A Compartment Model of VEGF Distribution in Humans in the Presence of Soluble VEGF Receptor-1 Acting as a Ligand Trap
Figure 1
Schematic of Multi-Tissue Model of VEGF and sVEGFR1 Distributions.
A. Whole-body compartmentalization of solid tissues into ‘Calf’ vs. ‘Normal’ (rest of the body) compartments for a healthy subject. Characteristic geometries – parenchymal cell (grayish red), interstitial space (green/blue) and capillary space (endothelial cells (EC) in yellow, plasma in pink, red blood cells (RBC) in red) volume fractions; basement membrane (BM) thicknesses; and EC surface areas – were quantified from histological cross-sections of representative human skeletal muscles (gastrocnemius and vastus lateralis). Illustrations adapted from: ‘muscle man’ series from Andreas Vesalius, De Humani Corpis Fabrica, 1543, courtesy of the National Library of Medicine; histological micrographs from Baum et al. J Vasc Res 2007;44:202–213. Note: BM thicknesses and molecule sizes are not drawn to scale. B. Mass flows through 3-compartment model. VEGF and sVEGFR1 were secreted from parenchymal and endothelial cell sources respectively. Both were internalized upon binding with abluminal endothelial surface receptors. All soluble species were subjected to lymphatic drainage from interstitial space into the blood, bidirectional permeability through the endothelia, and direct clearance from the blood.

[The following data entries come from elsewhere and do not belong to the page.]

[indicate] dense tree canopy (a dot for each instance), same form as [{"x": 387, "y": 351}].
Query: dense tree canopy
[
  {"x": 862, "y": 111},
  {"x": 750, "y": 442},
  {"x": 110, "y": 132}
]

C. Molecular Interactions between VEGF121 (yellow), VEGF165 (blue), sVEGFR1 (orange), interstitial matrix binding sites (glycosaminoglycans or “GAG”; purple), and the abluminal endothelial cell surface receptors VEGFR1 (red), VEGFR2 (blue), and NRP1 (green). The sVEGFR1 interactions modeled were: trapping of free VEGF121 (T1a) and VEGF165 (T2); giving NRP1s an indirect way of sequestering VEGF121 to the cell surface (T1b or T3); and displacing VEGF165 from interstitial matrix sites (D1b) through competitive binding (D1a). This model neglected sVEGFR1-heterodimerization with surface VEGFRs, thus ignoring the possible effect of sVEGFR1 in lowering the effective density of functional surface VEGFRs. Hence in this study, any effect that the presence of sVEGFR1 had on VEGF-signaling potential (i.e, the formation of VEGF-VEGFR complexes) resulted from sVEGFR1's influence on the effective concentration of interstitial free VEGF. D. Protein domains of full-length vs. soluble human VEGFR1. sVEGFR1's binding affinities for the VEGF ligand, interstitial matrix sites (e.g., heparan sulfate proteoglycans) and NRP1 were inferred from the identical first 6 immunoglobulin-like domains of the full-length VEGFR1.